= Natasha's Justice Project =

American rape kit funding non-profit

Natasha's Justice Project (NJP) is a 501(c)(3) non-profit organization that seeks to end the nation's current rape kit backlog crisis and empower and assist survivors of sexual assault through travel grants to testify at their trials. NJP was founded by Natasha S. Alexenko, a victim and survivor of sexual assault, in hopes of exposing and eliminating the current rape kit backlog that exists in public municipalities throughout the United States. NJP empowers survivors of sexual assault by getting their rape kits off the shelves and tested so that their perpetrator(s) are brought to justice.

==History==
In 1993, Natasha S. Alexenko, a twenty-year-old college student living in New York City, was violently raped, sodomized, and robbed at gunpoint by an unknown assailant while walking back to her apartment. After returning to her apartment, Alexenko waited for an ambulance and traveled to a hospital, where hospital staff collected evidence for her rape kit. Following Alexenko's assault, all leads were exhausted by the New York City Police Department and her attacker was not identified. Alexenko's rape kit sat on a shelf at the New York City Police Department property clerk's office for nine years.
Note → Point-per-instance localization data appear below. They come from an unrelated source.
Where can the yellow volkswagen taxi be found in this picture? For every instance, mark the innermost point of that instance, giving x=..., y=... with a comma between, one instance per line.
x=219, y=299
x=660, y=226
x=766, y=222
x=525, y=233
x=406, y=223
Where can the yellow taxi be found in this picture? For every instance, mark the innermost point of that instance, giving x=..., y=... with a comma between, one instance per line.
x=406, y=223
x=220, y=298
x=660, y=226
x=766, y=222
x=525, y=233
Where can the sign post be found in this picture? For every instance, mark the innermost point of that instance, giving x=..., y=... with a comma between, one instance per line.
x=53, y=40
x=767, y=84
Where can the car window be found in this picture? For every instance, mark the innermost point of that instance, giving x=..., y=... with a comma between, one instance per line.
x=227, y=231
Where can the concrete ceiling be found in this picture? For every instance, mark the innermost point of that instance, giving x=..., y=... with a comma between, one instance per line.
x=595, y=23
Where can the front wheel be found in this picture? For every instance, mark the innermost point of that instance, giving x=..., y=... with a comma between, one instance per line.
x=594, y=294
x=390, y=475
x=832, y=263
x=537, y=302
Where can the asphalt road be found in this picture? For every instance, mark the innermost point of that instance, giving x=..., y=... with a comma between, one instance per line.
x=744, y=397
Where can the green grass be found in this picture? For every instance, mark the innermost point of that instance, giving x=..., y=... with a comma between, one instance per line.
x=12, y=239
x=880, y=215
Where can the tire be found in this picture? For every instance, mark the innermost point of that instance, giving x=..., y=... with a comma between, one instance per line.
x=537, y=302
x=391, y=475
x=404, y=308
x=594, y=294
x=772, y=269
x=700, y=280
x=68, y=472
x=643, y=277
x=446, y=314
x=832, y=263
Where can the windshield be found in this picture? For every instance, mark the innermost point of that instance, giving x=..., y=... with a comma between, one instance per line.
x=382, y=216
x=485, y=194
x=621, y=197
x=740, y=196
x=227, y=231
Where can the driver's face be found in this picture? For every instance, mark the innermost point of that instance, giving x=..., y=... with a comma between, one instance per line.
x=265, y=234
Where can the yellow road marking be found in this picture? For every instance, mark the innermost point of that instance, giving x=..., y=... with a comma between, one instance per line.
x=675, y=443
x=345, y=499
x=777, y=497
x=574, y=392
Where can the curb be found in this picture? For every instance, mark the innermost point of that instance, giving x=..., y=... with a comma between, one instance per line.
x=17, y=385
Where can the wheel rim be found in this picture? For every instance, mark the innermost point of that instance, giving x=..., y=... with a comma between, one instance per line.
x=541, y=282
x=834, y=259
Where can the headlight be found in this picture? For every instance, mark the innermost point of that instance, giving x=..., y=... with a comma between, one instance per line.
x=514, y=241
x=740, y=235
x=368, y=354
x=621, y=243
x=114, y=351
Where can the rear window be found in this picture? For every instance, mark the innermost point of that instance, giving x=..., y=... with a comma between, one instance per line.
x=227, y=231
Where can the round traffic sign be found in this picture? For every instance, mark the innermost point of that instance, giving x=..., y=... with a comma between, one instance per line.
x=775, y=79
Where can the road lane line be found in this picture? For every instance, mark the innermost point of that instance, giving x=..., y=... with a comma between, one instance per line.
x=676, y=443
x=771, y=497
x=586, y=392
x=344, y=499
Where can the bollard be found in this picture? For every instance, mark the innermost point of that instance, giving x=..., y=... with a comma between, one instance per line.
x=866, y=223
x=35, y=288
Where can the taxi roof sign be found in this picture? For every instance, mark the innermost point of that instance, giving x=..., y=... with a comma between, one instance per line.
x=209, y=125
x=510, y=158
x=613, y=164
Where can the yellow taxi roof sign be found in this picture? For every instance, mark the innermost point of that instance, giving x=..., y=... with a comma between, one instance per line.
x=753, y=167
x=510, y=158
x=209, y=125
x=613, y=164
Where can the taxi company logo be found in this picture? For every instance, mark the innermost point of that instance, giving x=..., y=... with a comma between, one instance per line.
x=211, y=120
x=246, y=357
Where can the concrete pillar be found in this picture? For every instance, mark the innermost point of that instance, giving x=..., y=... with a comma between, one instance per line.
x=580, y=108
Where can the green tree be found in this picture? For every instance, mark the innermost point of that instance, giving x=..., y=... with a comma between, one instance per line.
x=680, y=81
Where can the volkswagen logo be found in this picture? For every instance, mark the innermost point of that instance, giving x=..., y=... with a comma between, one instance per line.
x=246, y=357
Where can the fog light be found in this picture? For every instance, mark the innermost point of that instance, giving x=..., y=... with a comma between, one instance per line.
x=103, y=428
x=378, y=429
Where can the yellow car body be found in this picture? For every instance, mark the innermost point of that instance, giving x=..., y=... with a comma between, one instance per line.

In 2003, Mayor Michael R. Bloomberg announced the "John Doe Indictment Project," a coordinated city-wide initiative that aimed to prevent sex offenders from using the statute of limitations to escape prosecution. It was estimated that an excess of 600 cases were soon to expire, including Alexenko's case. Nearly a decade after her attack, Alexenko received a call from the New York City District Attorney's Office as prosecutors looked to use the DNA from her rape kit to create a "John Doe" indictment. In 2003, Alexenko testified before a grand jury and the DNA from her rape kit was indicted, allowing prosecutors to bring charges against her attacker whenever captured.

In 2007, the New York City Police Department found Alexenko's attacker through a match to his DNA profile in CODIS. Victor Rondon was arrested in Las Vegas Valley, Nevada on a minor charge. When extradited to New York for a parole violation, a detective performed a DNA cheek swab on Rondon, entering it into CODIS. Rondon's profile matched the DNA sample collected from Alexenko's rape kit. In 2008, Victor Rondon was tried before a jury and found guilty of eight counts of violent assault, including burglary in the first degree, robbery in the first degree, two counts of rape in the first degree, sodomy in the first degree, and sexual abuse in the first degree. Rondon was sentenced to 44 to 107 years in prison.

==Media Coverage==
Natasha's Justice Project has been referenced in articles by the following media outlets:
- Associated Press This article was also picked up by Forbes, The Wall Street Journal and The Washington Times.
- CNN
- Newsday
- New York Post
- New York Times
- NPR
- TIME

Natasha's story was a part of season five episode six of I Survived... originally airing on November 11, 2012 on Bio.